Big Components Reveal Seams

A library lacking big components risks looking like a muddled mess when things are put together. Larger components provide inspectable examples of both visually and in code. You can see how small things fit in big things, learning how to apply spacing, color, variable names and themes along the way.

Likewise, larger pieces are material to QA the library as tokenized decisions—a border-radius here, a bottom-margin there—are adjusted centrally yet impact broadly.


#4. Grids are Components, Not Layouts

The parts on a page are all composed in a the hierarchical journey, from the most atomic element all the way up to the body tag.

The invisible scaffolding that holds a page together is often erroneously thought of as “The Grid.” Without it, some feel unable to build anything visually coherent: Get me the Grid! I need the Grid! I can’t build anything without the Grid!

A Grid is a Component

Most libraries offer a Grid defined as (more often now) rows containing columns down a scrollable page. The Grid has many hallmarks of a component, in that a grid is:

A Grid is a component.

Grid ≠ Overall Layout.

That said, a Grid never the top-most component that contains everything else. It’s an intermediate component sandwiched between the smaller parts and often one of a few likely Layouts.
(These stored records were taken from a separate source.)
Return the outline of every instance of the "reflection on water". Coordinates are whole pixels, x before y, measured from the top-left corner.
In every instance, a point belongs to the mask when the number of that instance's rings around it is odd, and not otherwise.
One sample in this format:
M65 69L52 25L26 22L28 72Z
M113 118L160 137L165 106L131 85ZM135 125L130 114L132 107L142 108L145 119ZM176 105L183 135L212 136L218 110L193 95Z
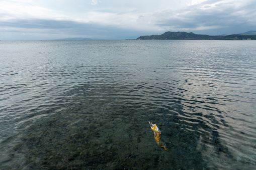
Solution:
M2 169L255 167L254 41L1 43Z

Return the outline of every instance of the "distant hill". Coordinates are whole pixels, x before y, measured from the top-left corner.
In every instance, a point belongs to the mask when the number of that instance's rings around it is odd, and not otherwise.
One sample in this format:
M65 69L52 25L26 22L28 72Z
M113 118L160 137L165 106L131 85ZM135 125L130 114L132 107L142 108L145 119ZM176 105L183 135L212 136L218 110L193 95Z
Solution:
M137 40L256 40L254 35L231 35L223 36L209 36L196 34L193 33L167 32L160 35L140 36Z
M256 35L256 31L249 31L244 33L238 34L239 35Z

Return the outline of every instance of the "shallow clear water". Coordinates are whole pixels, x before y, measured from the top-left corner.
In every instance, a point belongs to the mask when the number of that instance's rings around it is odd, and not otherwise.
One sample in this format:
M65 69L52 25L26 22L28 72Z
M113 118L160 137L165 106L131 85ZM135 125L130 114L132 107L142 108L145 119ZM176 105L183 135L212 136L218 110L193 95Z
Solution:
M255 47L1 41L0 168L255 169Z

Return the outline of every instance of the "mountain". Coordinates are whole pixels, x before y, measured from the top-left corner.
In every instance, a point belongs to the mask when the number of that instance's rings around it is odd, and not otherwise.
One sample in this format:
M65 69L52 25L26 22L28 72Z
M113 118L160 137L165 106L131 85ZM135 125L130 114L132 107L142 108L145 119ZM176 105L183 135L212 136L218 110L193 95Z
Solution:
M249 31L244 33L238 34L239 35L256 35L256 31Z
M231 35L225 36L209 36L193 33L166 32L160 35L140 36L137 40L256 40L254 35Z

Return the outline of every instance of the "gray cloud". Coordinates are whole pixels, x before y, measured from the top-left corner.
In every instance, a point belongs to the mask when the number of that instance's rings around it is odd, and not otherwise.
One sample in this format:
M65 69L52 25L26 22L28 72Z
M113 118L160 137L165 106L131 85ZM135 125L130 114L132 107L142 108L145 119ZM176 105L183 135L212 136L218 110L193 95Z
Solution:
M141 35L159 34L168 31L217 35L256 30L255 1L208 0L199 3L203 1L194 1L195 5L191 5L192 1L189 0L181 0L180 4L178 1L174 4L161 0L159 3L164 3L166 6L161 4L158 7L154 7L156 6L155 2L149 7L142 4L147 2L145 0L125 1L117 4L113 0L106 0L97 1L97 5L94 1L96 5L91 5L92 9L87 6L86 12L78 7L80 4L71 4L71 1L66 2L68 4L61 4L61 8L65 9L63 12L54 8L58 7L59 2L57 2L51 9L51 4L43 2L36 6L13 4L11 1L0 3L0 39L42 40L80 37L122 39L136 39ZM87 2L88 5L93 2ZM120 13L118 8L126 4L129 4L129 10ZM43 6L45 4L47 6ZM67 5L80 11L74 14L74 9L67 10ZM172 5L179 5L180 7L169 8ZM165 6L167 10L164 10ZM162 9L159 10L159 7Z
M165 11L155 15L155 24L163 29L191 31L241 28L241 25L244 28L256 26L256 22L252 19L256 17L253 7L256 7L255 2L240 1L240 3L238 5L235 1L234 3L208 1L180 10Z

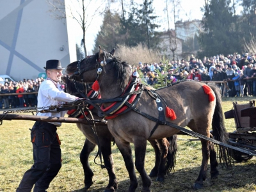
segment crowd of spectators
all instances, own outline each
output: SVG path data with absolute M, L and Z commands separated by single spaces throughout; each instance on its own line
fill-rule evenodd
M 132 70 L 140 70 L 142 79 L 148 84 L 159 84 L 159 76 L 164 76 L 167 84 L 183 79 L 214 81 L 220 88 L 223 97 L 256 96 L 256 54 L 249 55 L 223 54 L 202 60 L 191 55 L 190 59 L 168 61 L 167 63 L 143 63 L 132 65 Z M 250 78 L 255 77 L 255 78 Z M 232 80 L 232 81 L 230 81 Z M 43 77 L 26 79 L 19 82 L 0 83 L 0 93 L 15 95 L 0 95 L 0 109 L 36 107 L 37 92 Z M 224 83 L 223 81 L 227 81 Z M 221 81 L 221 83 L 216 83 Z M 64 89 L 64 87 L 62 87 Z M 35 94 L 19 94 L 35 92 Z
M 0 109 L 10 109 L 17 108 L 36 107 L 37 92 L 43 77 L 35 79 L 26 79 L 18 82 L 6 81 L 3 84 L 0 83 Z M 60 84 L 63 90 L 64 84 Z M 33 93 L 35 92 L 35 93 Z M 19 94 L 20 93 L 31 93 L 30 94 Z M 8 94 L 15 93 L 15 94 Z
M 19 94 L 24 92 L 36 92 L 43 77 L 35 79 L 26 79 L 18 82 L 6 81 L 4 84 L 0 83 L 0 109 L 34 107 L 37 105 L 37 94 Z M 7 93 L 17 93 L 9 95 Z
M 221 81 L 216 83 L 223 97 L 256 96 L 256 54 L 223 54 L 202 60 L 191 55 L 189 60 L 182 59 L 168 63 L 139 63 L 132 70 L 140 70 L 143 79 L 154 86 L 159 83 L 159 76 L 164 76 L 170 83 L 182 79 L 202 81 Z M 232 81 L 230 81 L 232 80 Z M 227 81 L 227 83 L 222 83 Z M 168 85 L 168 84 L 167 84 Z

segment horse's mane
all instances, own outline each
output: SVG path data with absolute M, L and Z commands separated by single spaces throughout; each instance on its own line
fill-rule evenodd
M 125 61 L 122 61 L 118 56 L 114 56 L 109 62 L 114 70 L 114 81 L 118 83 L 122 91 L 125 88 L 125 81 L 130 77 L 131 70 L 129 65 Z
M 68 77 L 65 77 L 66 83 L 66 92 L 73 95 L 73 93 L 77 93 L 77 89 L 83 91 L 84 90 L 82 83 L 77 82 L 76 87 L 74 81 L 68 79 Z M 77 97 L 77 95 L 76 95 Z
M 113 70 L 113 79 L 112 82 L 109 83 L 113 83 L 117 82 L 118 85 L 120 87 L 122 91 L 124 91 L 125 88 L 125 82 L 130 77 L 131 75 L 131 71 L 130 69 L 129 65 L 124 61 L 122 61 L 119 56 L 112 56 L 110 53 L 104 51 L 108 62 L 108 58 L 109 57 L 112 59 L 109 61 L 106 67 L 106 70 L 108 73 L 108 70 L 111 69 Z M 99 52 L 94 54 L 92 56 L 89 56 L 88 62 L 91 63 L 91 65 L 95 63 L 98 59 Z

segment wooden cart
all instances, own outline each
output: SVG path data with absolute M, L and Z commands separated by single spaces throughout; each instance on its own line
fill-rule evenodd
M 256 107 L 255 100 L 247 104 L 233 102 L 234 109 L 224 113 L 225 118 L 234 118 L 236 130 L 229 133 L 229 144 L 246 150 L 256 151 Z M 230 149 L 236 161 L 246 161 L 253 156 Z

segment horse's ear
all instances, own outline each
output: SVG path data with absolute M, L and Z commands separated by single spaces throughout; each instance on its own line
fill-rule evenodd
M 65 83 L 66 83 L 67 82 L 66 82 L 66 77 L 65 76 L 62 76 L 61 77 L 61 81 L 63 81 Z
M 99 58 L 101 61 L 103 61 L 104 59 L 104 52 L 101 49 L 100 45 L 99 45 Z
M 116 50 L 115 50 L 115 48 L 114 48 L 114 49 L 112 49 L 111 51 L 110 51 L 109 53 L 110 53 L 111 54 L 112 54 L 112 56 L 114 56 L 115 52 L 116 52 Z

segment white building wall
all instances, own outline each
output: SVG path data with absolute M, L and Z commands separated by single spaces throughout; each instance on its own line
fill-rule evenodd
M 17 81 L 36 78 L 48 60 L 60 60 L 63 67 L 76 60 L 66 19 L 52 19 L 49 10 L 45 0 L 0 1 L 0 74 Z

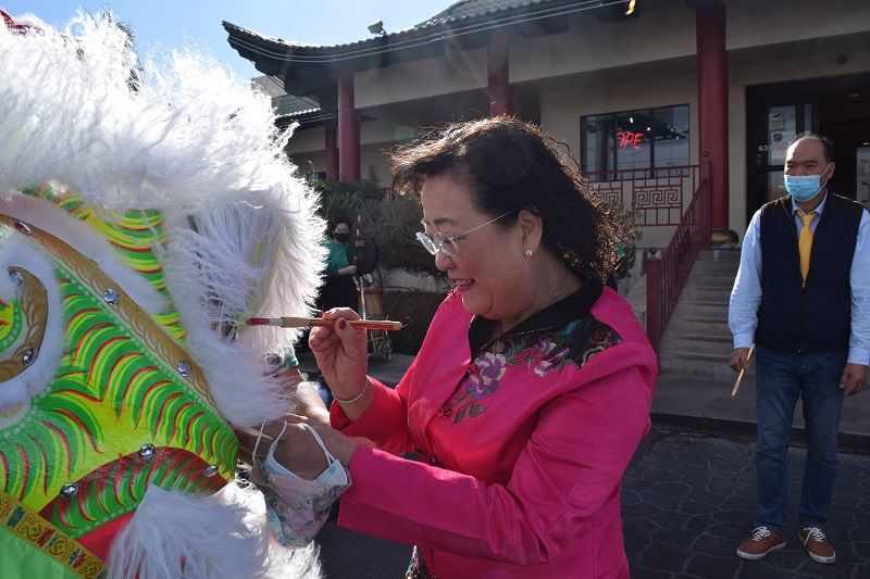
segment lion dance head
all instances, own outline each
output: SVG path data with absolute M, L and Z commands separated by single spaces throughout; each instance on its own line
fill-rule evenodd
M 324 224 L 269 99 L 111 15 L 0 25 L 0 553 L 33 576 L 316 576 L 229 424 L 291 400 Z

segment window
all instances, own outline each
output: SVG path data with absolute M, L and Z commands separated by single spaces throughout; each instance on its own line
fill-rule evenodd
M 581 159 L 592 181 L 650 177 L 650 168 L 688 165 L 688 105 L 581 117 Z M 618 171 L 608 178 L 595 172 Z M 592 175 L 591 175 L 592 173 Z

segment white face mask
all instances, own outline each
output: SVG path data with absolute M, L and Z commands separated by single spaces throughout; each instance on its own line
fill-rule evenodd
M 332 504 L 350 488 L 350 475 L 326 450 L 318 431 L 306 424 L 302 426 L 311 432 L 326 456 L 327 466 L 314 480 L 299 478 L 275 458 L 275 448 L 287 429 L 287 423 L 284 423 L 281 435 L 272 442 L 262 463 L 256 458 L 262 427 L 253 446 L 251 481 L 265 498 L 266 517 L 275 541 L 287 547 L 304 546 L 313 541 L 326 523 Z

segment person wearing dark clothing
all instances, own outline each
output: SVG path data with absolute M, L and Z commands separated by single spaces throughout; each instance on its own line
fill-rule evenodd
M 348 265 L 347 248 L 350 241 L 350 221 L 335 219 L 333 237 L 327 241 L 330 257 L 326 264 L 326 279 L 321 290 L 319 307 L 322 311 L 333 307 L 358 307 L 357 285 L 353 275 L 356 265 Z
M 788 148 L 788 196 L 749 222 L 734 280 L 731 367 L 748 368 L 756 345 L 758 521 L 737 549 L 755 561 L 785 546 L 788 436 L 803 401 L 807 461 L 798 538 L 818 563 L 836 553 L 822 530 L 837 468 L 843 397 L 861 391 L 870 362 L 870 216 L 828 191 L 833 144 L 804 135 Z

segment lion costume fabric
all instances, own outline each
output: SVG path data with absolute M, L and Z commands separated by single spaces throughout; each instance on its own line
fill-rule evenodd
M 111 15 L 0 25 L 0 576 L 319 576 L 270 542 L 229 423 L 291 401 L 324 224 L 268 97 L 140 63 Z

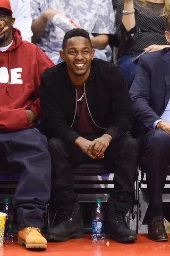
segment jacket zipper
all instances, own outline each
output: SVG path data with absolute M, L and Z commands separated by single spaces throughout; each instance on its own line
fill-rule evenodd
M 100 128 L 100 129 L 107 130 L 107 128 L 104 128 L 103 127 L 100 127 L 100 126 L 99 126 L 98 125 L 97 125 L 97 124 L 96 124 L 95 122 L 93 119 L 93 118 L 92 117 L 92 116 L 91 115 L 90 111 L 90 109 L 89 109 L 89 108 L 88 102 L 87 102 L 87 97 L 86 97 L 86 93 L 85 84 L 84 84 L 84 91 L 85 99 L 86 99 L 86 101 L 87 108 L 88 109 L 89 113 L 90 114 L 90 116 L 91 117 L 91 118 L 92 122 L 95 124 L 95 125 L 96 125 L 96 126 L 97 126 L 98 128 Z
M 75 118 L 75 115 L 76 115 L 76 107 L 77 107 L 77 105 L 78 105 L 78 92 L 77 92 L 77 90 L 75 90 L 75 94 L 76 94 L 75 109 L 75 113 L 74 113 L 74 116 L 73 120 L 72 125 L 71 125 L 71 127 L 72 127 L 72 126 L 73 125 L 74 122 Z

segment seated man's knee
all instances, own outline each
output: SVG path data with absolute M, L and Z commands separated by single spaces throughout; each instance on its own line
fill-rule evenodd
M 123 140 L 124 140 L 123 143 L 124 147 L 126 147 L 130 151 L 135 153 L 138 156 L 139 145 L 135 139 L 127 135 L 123 138 Z
M 148 142 L 153 147 L 163 149 L 166 145 L 170 145 L 170 136 L 164 131 L 156 130 L 149 132 Z
M 64 143 L 60 139 L 52 138 L 48 141 L 48 149 L 50 153 L 54 150 L 61 152 L 64 146 Z

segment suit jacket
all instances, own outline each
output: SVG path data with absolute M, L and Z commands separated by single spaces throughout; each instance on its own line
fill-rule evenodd
M 130 93 L 141 135 L 160 119 L 170 98 L 170 48 L 144 54 L 139 63 Z

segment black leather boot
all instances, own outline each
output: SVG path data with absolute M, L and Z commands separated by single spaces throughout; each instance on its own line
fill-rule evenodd
M 157 216 L 151 218 L 149 221 L 148 228 L 148 238 L 150 240 L 160 242 L 168 240 L 163 216 Z
M 72 213 L 65 217 L 57 226 L 48 229 L 46 238 L 48 242 L 66 241 L 70 238 L 84 237 L 84 224 L 81 205 L 76 204 Z
M 116 212 L 113 204 L 110 204 L 105 222 L 106 238 L 112 238 L 118 243 L 133 242 L 137 240 L 135 232 L 129 229 L 125 217 L 124 213 Z

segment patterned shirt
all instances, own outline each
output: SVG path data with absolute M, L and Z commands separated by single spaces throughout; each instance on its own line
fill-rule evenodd
M 116 31 L 115 14 L 111 0 L 31 0 L 33 21 L 46 10 L 54 9 L 64 13 L 79 27 L 92 34 L 115 34 Z M 56 63 L 62 41 L 68 30 L 74 27 L 60 24 L 58 15 L 46 24 L 44 34 L 37 45 Z M 107 45 L 103 50 L 96 50 L 110 60 L 112 51 Z M 96 57 L 96 55 L 95 56 Z M 107 58 L 106 58 L 107 57 Z
M 141 2 L 134 0 L 136 26 L 133 33 L 132 30 L 132 33 L 134 34 L 132 38 L 122 24 L 124 2 L 118 0 L 117 3 L 116 22 L 120 55 L 139 54 L 149 45 L 168 44 L 164 36 L 166 18 L 162 15 L 164 4 L 147 2 L 143 6 Z M 127 43 L 126 35 L 129 39 Z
A Layout provides empty page regions into which you can place components, such as a website’s header, footer, and sidebar that envelop the main content well or a web app’s header, toolbar(s), and panels evoked from viewport edges and corners.

#5. Users Value Assembled Shells

When library users approach a library, they can be overwhelmed by the vast ocean of atomic choices. A library’s breadth of parts is correlated with its perceived worth. However, another key question is: Can I compose my layout, arranging an array of prebuilt parts how I want to, bound within a shell of “global” components that I may configure but need not rebuild?

Offer Prebuilt Shells that Include Big Components

That’s not “the grid” and it’s more complex than just a layout of empty regions. We’ll often offer a page Shell as a prearranged layout that already contains a Header, GlobalNavigation, and possibly Footer and other _Panel_ing*.*

Shells ease the assembly process and revealing how things are organized. They help adopters not just see regions visually (in a browser) and in code (in their editor) into which they add, but get users a few steps ahead with the parts they should be skipping past anyway.

While our libraries begin as bottom-up collections of atomic elements, library users often begin composition top-down. Like the code we share and designs we converge, the conversation always meets and heats up in the middle.